Scenario Two: MPP dominates the commercial side. If most developers, like The Defiant’s founder, "prioritize fiat acceptance and integration with existing tools," MPP could quickly gain commercial adoption thanks to Stripe’s merchant network. x402 would retain share in crypto-native scenarios, but mainstream e-commerce and SaaS services would gravitate toward the more familiar payment stack.
Scenario Three: x402 becomes the de facto "HTTP for payments." With support from infrastructure giants like Cloudflare and Google Cloud, x402 could infiltrate the internet like TCP/IP, forming the backbone of value transfer. The decentralized facilitator network makes it resistant to control by any single commercial entity, positioning it as a potential public utility in the long run.
Conclusion
What currency will AI agents use for transactions? The answer may not be a single protocol or token. x402, MPP, and AgentKit each represent a distinct path—crypto-native, payment optimization, and compliance-first—playing to their strengths at different layers of the tech stack.
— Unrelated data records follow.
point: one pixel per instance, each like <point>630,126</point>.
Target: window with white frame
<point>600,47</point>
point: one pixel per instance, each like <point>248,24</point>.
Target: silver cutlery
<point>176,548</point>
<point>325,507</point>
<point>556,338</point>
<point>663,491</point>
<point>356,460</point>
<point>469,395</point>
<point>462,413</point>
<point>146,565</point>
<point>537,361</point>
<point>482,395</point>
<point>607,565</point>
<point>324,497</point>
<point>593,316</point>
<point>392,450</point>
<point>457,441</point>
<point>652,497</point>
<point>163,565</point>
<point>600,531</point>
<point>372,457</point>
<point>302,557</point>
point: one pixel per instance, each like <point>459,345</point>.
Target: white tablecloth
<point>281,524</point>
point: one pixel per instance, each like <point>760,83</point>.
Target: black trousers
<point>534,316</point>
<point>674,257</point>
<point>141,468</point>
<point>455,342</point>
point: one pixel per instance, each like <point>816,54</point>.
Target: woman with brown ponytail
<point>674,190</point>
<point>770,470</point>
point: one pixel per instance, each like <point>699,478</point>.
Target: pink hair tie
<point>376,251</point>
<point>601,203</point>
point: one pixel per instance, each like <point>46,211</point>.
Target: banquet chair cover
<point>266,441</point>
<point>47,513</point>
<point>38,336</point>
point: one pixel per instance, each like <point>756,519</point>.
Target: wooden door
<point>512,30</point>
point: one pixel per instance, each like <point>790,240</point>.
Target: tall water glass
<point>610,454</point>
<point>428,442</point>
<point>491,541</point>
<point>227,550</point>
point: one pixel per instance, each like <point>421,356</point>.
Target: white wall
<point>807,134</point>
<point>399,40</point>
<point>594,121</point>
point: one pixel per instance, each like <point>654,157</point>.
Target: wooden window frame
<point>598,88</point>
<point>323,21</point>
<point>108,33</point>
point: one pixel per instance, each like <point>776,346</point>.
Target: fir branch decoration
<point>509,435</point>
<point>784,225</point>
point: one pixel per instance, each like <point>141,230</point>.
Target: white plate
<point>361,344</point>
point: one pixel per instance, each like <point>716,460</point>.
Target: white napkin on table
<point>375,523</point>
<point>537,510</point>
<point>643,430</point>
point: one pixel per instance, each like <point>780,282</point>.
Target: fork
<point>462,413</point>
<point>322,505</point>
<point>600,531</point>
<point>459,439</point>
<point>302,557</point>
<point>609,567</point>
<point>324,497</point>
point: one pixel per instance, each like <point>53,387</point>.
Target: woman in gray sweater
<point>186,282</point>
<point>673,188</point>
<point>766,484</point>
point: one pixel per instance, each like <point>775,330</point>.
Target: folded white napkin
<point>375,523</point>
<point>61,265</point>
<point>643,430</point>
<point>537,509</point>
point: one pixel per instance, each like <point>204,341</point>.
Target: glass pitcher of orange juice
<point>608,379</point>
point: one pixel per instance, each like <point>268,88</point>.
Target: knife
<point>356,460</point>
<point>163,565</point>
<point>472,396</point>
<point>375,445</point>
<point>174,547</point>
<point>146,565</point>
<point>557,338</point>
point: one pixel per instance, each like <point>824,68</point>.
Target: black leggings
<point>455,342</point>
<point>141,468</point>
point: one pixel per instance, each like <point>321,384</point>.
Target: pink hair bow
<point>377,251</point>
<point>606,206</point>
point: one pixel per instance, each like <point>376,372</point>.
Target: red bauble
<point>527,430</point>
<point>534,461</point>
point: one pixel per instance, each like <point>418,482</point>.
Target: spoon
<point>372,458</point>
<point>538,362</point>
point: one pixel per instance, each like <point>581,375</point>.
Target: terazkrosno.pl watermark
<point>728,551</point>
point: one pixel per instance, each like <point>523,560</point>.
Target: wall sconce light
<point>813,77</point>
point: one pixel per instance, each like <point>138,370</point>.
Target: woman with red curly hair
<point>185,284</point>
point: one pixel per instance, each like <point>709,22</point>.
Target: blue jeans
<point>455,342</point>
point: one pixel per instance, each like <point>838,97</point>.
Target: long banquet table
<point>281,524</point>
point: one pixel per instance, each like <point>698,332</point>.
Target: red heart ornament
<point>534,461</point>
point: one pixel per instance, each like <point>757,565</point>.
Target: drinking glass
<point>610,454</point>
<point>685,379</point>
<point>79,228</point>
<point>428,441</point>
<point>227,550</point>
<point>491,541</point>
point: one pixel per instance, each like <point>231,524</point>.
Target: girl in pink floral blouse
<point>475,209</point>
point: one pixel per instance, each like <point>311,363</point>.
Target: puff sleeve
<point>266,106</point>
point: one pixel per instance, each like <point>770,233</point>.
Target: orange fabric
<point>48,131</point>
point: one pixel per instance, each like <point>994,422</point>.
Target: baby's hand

ClawMerchants’ $0.11 in revenue is a reminder: the infrastructure for the agent economy is still in the "probing stage." A true breakthrough will require agent wallet adoption to leap from "less than 1%" to "the majority." But the direction is clear—when every machine has its own wallet, every API call comes with an invoice, and every agent possesses verifiable credit, a new economic paradigm will naturally emerge. As of March 19, 2026, Gate market data shows USDC circulation and trading remain active on the Base network. The competition over agent payment standards is only just beginning.